Use the bait remover tool (below), works great and is quick. About $3.50 at BPS. Keeps the fingers away from the hooks. The "bait catcher" keeps line tight while the "livewell attendant" holds sabiki at weight and pulls line tight, apply tool to hook, and they come off quick, right in the livewell! Holding the sabiki line tight is the key.


----------



## Captain Woody Woods (Oct 2, 2007)

deersniper270 said:


> I've never noticed them being sluggish but if they can be more lively than what I normally have, where can I get one of those smaller dehookers?


Any tackle store. Or use a snap swivel (opened)


----------



## deersniper270 (Apr 29, 2009)

Captain Woody Woods said:


> Any tackle store. Or use a snap swivel (opened)

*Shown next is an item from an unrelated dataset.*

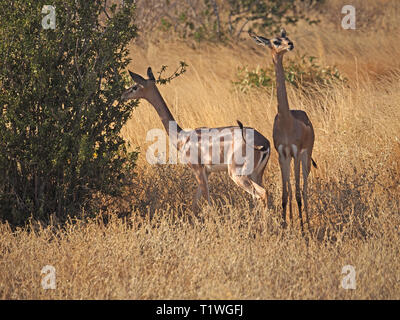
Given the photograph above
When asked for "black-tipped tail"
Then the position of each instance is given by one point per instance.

I'm gonna go with the snap swivel idea. Sounds like the same thing and I have some larger ones that might work. Thanks!


----------



## Captain Woody Woods (Oct 2, 2007)

deersniper270 said:


> I'm gonna go with the snap swivel idea. Sounds like the same thing and I have some larger ones that might work. Thanks!


It is pretty much. The principle is leverage, and most people have swivels laying around the boat anyway. Anything with an "elbow" in it will work. Even a big worm hook that you would use for bass would work. You get the point...

The shimano ones like I mentioned earlier though have a lot more leverage, which you will need from time to time with bigger hardtails, mackerels, etc. Some can even serve double duty as dehookers for bigger fish like snapper.


----------